Kekinian Felix Siauw
Dari pendekatan budaya, semestinya ia memakai baju koko. Namun, ia lebih sering berfoto (ingat, bukan selfie) dengan batik. Pilihan tepat karena ketika foto bareng dengan ustadz-ustadz lain, tampangnya jadi kelihatan menonjol. Yang lain pakai putih, dia pakai batik warna-warni. Kekinian sekali. Sesekali pakai kaos, tampak kasual dan dekat dengan kondisi zaman. Tapi itu dulu. Kini, sepertinya, ia sudah menemukan preferensi mode yang pas.

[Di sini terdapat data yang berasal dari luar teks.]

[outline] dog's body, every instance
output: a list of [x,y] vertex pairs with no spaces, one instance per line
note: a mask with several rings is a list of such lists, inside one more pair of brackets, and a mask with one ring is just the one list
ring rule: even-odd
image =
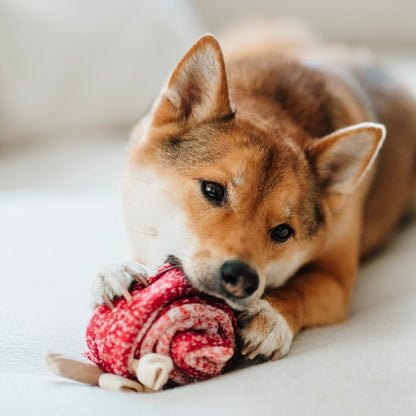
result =
[[[237,38],[224,64],[202,37],[133,133],[129,257],[179,262],[245,311],[244,353],[278,358],[301,328],[346,317],[360,257],[408,208],[416,104],[348,50]],[[129,270],[101,274],[97,302],[125,292]]]

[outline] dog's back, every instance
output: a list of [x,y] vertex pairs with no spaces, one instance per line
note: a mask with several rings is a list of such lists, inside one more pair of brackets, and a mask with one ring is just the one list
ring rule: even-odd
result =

Ia tampak mengganti profile picture bergaya koko. Eh, bukan koko. Itu sesuatu yang baru. Hore! Gayanya lebih mirip dengan tunik tradisional Tiongkok. Atau mirip beskap? Eh… baju IP-man?

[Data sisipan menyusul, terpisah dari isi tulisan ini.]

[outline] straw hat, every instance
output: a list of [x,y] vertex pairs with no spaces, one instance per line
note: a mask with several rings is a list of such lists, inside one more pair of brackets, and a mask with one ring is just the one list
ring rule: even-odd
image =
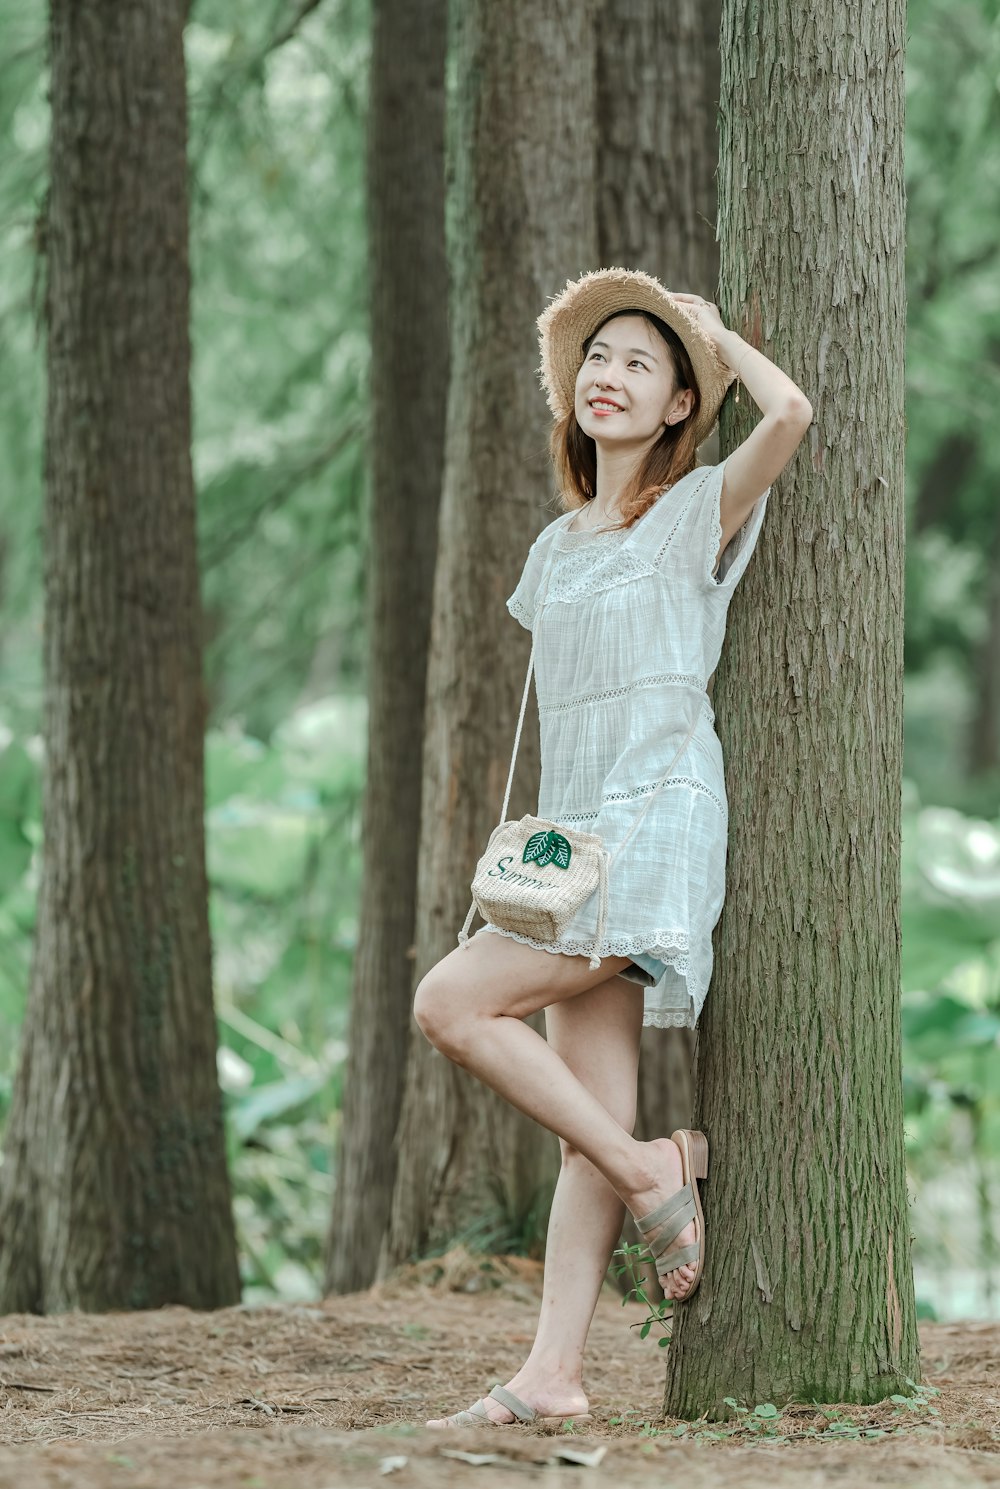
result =
[[646,310],[666,321],[683,341],[698,379],[701,408],[695,442],[715,428],[719,406],[736,374],[720,358],[715,343],[668,289],[641,269],[595,269],[580,279],[567,279],[538,317],[538,368],[549,408],[556,418],[574,408],[576,375],[583,362],[583,343],[616,310]]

Entahlah, tapi dia sedang promosi kaos. Bersama Abu Adam Teuku Wisnu (Anda bisa mengabaikan dua kata pertama dari nama ini), ia menjalani bisnis baru: @1GodClothing. Ini T-shirt dakwah, katanya. Bisnis ini seiring dengan @HijabAlila, lini bisnis lainnya. Desain kaosnya masih konvensional, belum serevolusioner UJ, tapi ini langkah baik mendapatkan berkah. Mungkin suatu ketika nanti dia bisa terus berkarya dalam mode. Siapa tahu, dalam perkembangannya dia bisa menggamit Hussein Chalayan.
Cosplay Rizieq
Saya tidak pernah melihat foto Habib Rizieq memakai batik. Ia memang fanatik dalam hal kostum. Baju gamis putih dan sorban putih atau hijau. Seakan-akan, ia tidurpun pakai baju seperti itu. Gamis berasal dari khamis. Ini adalah baju khas dari jazirah Arab yang biasa disebut thawb. Khamis adalah istilah untuk jubah ini di daerah Somalia. Somalia? Entahlah, sepertinya ada ‘sesuatu’ yang tidak terjelaskan kenapa orang Indonesia justru mengambil istilah dari Somalia.
Surban yang ia pakai sesuai dengan pilihan bajunya. Ia pakai amamah, songkok dikelilingi oleh surban. Saya bayangkan ia merasa “absolute chic and eternal cute” saat memakainya. Seakan, surga di genggaman dan mamah-mamah jamaah menatapnya mesrah. Duh.
Seluruh uraian di atas tentu jauh dari sempurna untuk dijadikan acuan berbusana. Saya berharap ada masukan untuk perkembangan mode yang akan datang. Masih banyak dunia bebajuan yang belum terjamah oleh para jamaah.